Multi-Role Governance
4-tier Role-Based Access Control (RBAC) — Admin, Manager, Analyst, and Auditor — enforcing strict separation of duties within the laboratory workflow.
Architecture
Frontend: Next.js 14 (App Router) with TypeScript, Tailwind CSS, and Zustand state management. Backend: Python FastAPI with Pydantic v2 validation and SQLAlchemy 2.0 Async ORM. AI/ML: YOLOv8s model via PyTorch and OpenCV. Database: PostgreSQL 15 (ACID-compliant). Infrastructure: Docker containers deployed on Railway (backend) and Vercel (frontend) with AWS S3 (AES-256 encrypted) for image storage.
How to Use
Upload agar plate images through the web dashboard (colonyai-eta.vercel.app). The system automatically processes the image through CLAHE preprocessing, detects the agar plate boundary using Hough Circle Transform, runs the YOLOv8 inference engine, and generates a standardized CFU/ml report in under 2 minutes. Users can review detected colonies, accept or reject auto-classifications, and export results as PDF (BPOM/SNI compliant) or CSV. The system supports batch processing for multiple plates simultaneously.
Impact & Results
Transforms microbiology laboratory workflows by reducing colony counting time from 15-30 minutes per plate to under 2 minutes — a 90%+ reduction in analysis time. Inter-analyst variability dropped from 22.7-80% CV to near-zero consistency.
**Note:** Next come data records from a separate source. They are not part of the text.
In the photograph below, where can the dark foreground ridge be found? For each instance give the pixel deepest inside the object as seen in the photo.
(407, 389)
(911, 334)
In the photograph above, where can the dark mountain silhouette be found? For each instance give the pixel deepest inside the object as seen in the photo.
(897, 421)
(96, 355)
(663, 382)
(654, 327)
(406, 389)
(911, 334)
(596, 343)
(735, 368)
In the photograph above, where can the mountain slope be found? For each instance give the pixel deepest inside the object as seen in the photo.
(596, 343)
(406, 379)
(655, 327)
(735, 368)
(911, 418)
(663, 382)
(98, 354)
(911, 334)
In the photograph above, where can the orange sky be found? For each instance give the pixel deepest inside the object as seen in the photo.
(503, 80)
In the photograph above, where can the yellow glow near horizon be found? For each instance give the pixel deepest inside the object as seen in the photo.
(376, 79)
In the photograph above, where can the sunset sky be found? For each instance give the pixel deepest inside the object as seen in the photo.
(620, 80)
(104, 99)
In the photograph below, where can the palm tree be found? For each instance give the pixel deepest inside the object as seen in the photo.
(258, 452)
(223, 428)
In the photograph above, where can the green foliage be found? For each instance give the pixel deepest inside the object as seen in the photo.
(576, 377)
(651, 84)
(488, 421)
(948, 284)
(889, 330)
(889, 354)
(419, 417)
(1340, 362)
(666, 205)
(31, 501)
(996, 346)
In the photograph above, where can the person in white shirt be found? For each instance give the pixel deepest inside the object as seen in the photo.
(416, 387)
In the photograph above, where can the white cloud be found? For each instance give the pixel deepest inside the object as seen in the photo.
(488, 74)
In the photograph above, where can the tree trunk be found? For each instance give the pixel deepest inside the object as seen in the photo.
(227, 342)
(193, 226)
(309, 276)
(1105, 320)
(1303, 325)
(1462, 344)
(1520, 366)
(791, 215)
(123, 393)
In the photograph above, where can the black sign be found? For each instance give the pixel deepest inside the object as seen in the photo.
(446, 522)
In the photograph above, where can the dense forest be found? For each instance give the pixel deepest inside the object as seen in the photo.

The SA-001 area-based merged colony estimation algorithm accurately handles overlapping colonies that would stump traditional thresholding methods. The SHA-256 cryptographic hash chaining audit trail ensures ISO 17025 compliance with tamper-evident logging. Artifact rejection precision exceeds 90%, preventing false positives from bubbles, dust, and media cracks. The system was officially submitted to the AI Open Innovation Challenge 2026 by Team President University.